Lee Ranaldo @ La Route du Rock Hiver 2018 | Crédit photo : Elodie Le Gall

Mais avant de retrouver l’artiste New-Yorkais, ses compatriotes de Cotillon sont chargés de réchauffer l’assemblée de leur pop-psychélique. Sorti il y a presque un an, leur second album The Afternoons (Modern Sky USA, 2017), nous avait décidé à venir un peu plus tôt cette nuit-là pour apprécier sur scène les compositions à la fois lumineuses et mélancoliques de Jordan Corso, tête pensante du projet. Mais ce soir le résultat est plus proche du garage – dont ils se revendiquent par ailleurs – que de la pop, et l’on a bien du mal à distinguer les mélodies feutrées de l’album. Le tout sonne même cruellement plat jusqu’à ce que retentisse SFO, seul véritable morceau garage de l’album, sur lequel s’emballent enfin les cordes des guitares en distorsion pour un final qui nous consolera de cette petite contrariété.

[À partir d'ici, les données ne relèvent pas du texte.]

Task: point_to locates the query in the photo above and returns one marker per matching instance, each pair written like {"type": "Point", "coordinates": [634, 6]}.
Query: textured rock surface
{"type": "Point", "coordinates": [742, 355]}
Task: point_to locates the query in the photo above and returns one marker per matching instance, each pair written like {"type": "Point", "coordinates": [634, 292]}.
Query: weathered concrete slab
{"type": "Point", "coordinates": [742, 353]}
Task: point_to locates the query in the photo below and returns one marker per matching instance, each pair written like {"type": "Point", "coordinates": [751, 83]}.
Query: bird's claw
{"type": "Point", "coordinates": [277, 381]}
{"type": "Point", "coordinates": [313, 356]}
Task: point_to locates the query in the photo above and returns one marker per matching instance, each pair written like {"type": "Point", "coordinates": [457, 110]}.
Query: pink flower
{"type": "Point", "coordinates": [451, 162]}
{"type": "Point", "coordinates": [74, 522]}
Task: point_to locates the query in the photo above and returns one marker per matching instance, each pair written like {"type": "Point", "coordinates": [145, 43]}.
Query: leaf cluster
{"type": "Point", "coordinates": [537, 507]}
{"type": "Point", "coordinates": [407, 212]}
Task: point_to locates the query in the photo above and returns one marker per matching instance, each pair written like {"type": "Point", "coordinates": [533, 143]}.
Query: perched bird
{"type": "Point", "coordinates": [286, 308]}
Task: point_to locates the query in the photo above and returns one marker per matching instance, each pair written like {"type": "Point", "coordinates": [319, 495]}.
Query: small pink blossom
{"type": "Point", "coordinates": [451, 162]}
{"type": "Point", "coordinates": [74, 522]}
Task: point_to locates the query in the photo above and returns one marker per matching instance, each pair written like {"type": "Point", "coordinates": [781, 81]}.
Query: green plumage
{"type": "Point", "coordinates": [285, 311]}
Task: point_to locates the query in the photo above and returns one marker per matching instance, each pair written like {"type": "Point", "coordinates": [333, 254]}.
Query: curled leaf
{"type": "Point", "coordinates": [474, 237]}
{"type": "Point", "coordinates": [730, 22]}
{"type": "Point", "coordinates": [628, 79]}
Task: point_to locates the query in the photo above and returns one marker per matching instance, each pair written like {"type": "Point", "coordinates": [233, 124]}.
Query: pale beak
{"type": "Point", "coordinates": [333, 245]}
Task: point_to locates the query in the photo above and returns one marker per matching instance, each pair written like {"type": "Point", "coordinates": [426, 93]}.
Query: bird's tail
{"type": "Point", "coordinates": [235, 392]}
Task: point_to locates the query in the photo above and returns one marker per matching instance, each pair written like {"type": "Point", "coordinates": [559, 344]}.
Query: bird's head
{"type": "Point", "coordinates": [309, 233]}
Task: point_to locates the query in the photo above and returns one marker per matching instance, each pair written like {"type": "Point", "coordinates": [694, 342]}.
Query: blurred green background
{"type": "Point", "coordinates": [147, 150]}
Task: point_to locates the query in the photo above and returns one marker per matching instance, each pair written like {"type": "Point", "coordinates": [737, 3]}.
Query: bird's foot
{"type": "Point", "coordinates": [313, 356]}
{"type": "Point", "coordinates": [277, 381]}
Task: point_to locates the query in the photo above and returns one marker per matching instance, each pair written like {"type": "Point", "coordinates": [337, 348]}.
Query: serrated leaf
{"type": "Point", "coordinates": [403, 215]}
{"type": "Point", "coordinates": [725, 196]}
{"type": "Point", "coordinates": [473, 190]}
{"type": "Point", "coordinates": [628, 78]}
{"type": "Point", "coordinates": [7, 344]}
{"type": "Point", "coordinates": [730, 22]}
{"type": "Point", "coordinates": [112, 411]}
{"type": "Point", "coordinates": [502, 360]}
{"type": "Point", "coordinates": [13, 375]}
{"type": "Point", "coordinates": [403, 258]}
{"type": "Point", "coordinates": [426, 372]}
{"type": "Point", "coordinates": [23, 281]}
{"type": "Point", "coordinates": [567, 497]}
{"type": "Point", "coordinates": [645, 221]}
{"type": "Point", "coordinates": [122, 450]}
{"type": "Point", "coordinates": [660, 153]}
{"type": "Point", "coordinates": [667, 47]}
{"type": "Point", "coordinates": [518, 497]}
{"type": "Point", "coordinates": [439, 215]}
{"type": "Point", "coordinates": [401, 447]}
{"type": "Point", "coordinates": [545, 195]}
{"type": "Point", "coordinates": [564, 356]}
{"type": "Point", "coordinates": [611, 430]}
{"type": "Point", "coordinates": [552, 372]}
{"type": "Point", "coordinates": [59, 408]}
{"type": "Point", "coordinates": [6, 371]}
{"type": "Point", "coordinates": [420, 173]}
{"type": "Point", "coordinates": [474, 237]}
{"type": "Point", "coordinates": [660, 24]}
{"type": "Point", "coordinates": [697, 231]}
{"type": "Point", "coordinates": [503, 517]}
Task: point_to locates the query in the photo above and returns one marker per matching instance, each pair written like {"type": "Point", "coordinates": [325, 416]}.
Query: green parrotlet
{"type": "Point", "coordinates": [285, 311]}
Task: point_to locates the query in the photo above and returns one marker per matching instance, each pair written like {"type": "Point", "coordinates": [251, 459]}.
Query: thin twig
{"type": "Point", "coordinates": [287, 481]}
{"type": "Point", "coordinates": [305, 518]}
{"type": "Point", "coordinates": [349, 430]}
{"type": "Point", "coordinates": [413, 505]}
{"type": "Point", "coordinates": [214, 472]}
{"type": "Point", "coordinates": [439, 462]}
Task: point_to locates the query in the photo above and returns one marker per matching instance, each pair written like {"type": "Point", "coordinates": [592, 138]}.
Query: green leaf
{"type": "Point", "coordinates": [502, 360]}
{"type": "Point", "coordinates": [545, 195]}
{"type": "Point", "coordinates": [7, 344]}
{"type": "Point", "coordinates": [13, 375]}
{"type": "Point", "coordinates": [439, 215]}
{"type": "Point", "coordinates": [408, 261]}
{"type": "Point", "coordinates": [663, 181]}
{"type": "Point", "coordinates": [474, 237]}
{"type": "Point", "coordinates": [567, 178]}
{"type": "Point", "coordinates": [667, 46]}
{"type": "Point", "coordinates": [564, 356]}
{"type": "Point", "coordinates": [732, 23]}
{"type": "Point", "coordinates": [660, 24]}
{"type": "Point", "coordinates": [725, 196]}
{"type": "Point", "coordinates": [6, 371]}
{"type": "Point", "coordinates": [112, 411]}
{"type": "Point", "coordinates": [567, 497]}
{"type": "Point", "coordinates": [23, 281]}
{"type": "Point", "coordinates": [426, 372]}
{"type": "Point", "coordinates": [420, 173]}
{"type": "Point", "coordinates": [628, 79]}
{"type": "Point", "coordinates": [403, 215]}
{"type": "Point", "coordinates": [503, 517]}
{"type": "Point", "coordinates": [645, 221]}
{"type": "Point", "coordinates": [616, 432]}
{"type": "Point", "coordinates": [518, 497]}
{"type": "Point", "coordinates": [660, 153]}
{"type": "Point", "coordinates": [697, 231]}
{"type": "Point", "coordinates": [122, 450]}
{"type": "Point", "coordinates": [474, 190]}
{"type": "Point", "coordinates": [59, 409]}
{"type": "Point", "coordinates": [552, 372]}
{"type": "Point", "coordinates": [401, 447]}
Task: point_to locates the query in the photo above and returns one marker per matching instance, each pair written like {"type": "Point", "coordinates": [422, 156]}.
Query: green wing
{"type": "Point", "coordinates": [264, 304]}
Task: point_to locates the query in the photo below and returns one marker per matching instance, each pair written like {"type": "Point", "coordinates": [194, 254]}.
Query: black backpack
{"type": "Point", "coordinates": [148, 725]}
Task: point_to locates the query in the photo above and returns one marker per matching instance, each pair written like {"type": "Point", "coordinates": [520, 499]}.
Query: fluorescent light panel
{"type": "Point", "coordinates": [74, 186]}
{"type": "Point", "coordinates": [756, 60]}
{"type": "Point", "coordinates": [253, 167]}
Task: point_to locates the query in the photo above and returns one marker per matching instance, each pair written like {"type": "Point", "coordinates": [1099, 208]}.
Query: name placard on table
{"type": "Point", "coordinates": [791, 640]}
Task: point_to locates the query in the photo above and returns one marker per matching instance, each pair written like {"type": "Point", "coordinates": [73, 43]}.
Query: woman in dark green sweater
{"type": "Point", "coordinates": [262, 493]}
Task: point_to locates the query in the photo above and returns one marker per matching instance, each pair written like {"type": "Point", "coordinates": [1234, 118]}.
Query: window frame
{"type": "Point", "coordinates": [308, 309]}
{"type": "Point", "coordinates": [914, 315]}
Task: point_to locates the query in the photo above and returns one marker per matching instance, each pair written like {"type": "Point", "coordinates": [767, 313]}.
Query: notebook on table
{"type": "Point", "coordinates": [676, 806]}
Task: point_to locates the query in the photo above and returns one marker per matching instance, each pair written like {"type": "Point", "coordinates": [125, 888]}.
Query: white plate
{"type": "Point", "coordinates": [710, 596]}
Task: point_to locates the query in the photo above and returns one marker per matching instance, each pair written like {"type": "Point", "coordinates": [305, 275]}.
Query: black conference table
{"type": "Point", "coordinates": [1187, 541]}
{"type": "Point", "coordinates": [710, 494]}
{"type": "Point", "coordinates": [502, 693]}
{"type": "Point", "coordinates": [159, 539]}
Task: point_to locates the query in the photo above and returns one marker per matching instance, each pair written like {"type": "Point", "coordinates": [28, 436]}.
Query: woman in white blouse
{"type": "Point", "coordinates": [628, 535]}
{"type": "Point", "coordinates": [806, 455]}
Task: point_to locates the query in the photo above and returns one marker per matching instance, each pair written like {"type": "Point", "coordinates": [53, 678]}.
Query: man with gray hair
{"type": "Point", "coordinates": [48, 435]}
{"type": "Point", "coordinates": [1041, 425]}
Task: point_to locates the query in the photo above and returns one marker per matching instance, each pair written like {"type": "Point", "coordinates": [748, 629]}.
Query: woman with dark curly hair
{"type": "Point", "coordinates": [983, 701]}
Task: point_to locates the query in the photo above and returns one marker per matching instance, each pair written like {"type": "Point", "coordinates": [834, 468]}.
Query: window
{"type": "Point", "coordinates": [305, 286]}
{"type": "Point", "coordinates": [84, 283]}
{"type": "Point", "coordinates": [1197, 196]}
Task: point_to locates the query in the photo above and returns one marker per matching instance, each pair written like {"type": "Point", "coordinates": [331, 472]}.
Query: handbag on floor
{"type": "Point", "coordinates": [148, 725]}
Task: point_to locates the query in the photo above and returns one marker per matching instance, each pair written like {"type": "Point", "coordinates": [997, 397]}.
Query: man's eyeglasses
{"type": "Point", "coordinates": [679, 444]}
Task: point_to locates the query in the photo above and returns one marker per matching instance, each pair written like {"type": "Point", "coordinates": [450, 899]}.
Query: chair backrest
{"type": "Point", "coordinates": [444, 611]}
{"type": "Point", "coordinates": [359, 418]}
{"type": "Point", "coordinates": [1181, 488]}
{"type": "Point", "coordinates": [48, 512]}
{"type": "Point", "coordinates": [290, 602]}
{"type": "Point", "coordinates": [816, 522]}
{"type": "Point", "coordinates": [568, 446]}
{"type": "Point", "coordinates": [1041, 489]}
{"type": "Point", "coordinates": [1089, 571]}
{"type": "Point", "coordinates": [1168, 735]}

Lee Ranaldo @ La Route du Rock Hiver 2018 | Crédit photo : Elodie Le Gall

D’autant plus que le concert de Lee Ranaldo débute. Dans une épaisse fumée, la silhouette de l’ex-Sonic Youth s’avance et les premiers accords de Moroccan Mountains résonnent avec force. Excellent morceau d’ouverture de l’album Electric Trim (Mute!, 2017), ce dernier se révèle tout aussi captivant en live dans une version progressive et toujours plus contemplative. Et lorsque Lee Ranaldo pose enfin sa voix sur cet assemblage acoustique, alternant paroles chantées et vers déclamés, on comprend que l’on a affaire ici à un grand. Accompagné d’un batteur et d’une guitare-synthé, ses compositions oscillent ainsi entre ballades folk et envolées lyriques, à mi-chemin entre Neil Young et Nick Cave. Mais au fil du concert, les morceaux se muent en expérimentations électro-acoustiques qui, une fois l’engouement retombé, finiront quelque peu par nous perdre. Pas fâché pour autant, Lee Ranaldo nous laisse sur le très réussi Thrown Over the Wall avant de regagner sa loge sous les applaudissements nourris – et mérités – du public.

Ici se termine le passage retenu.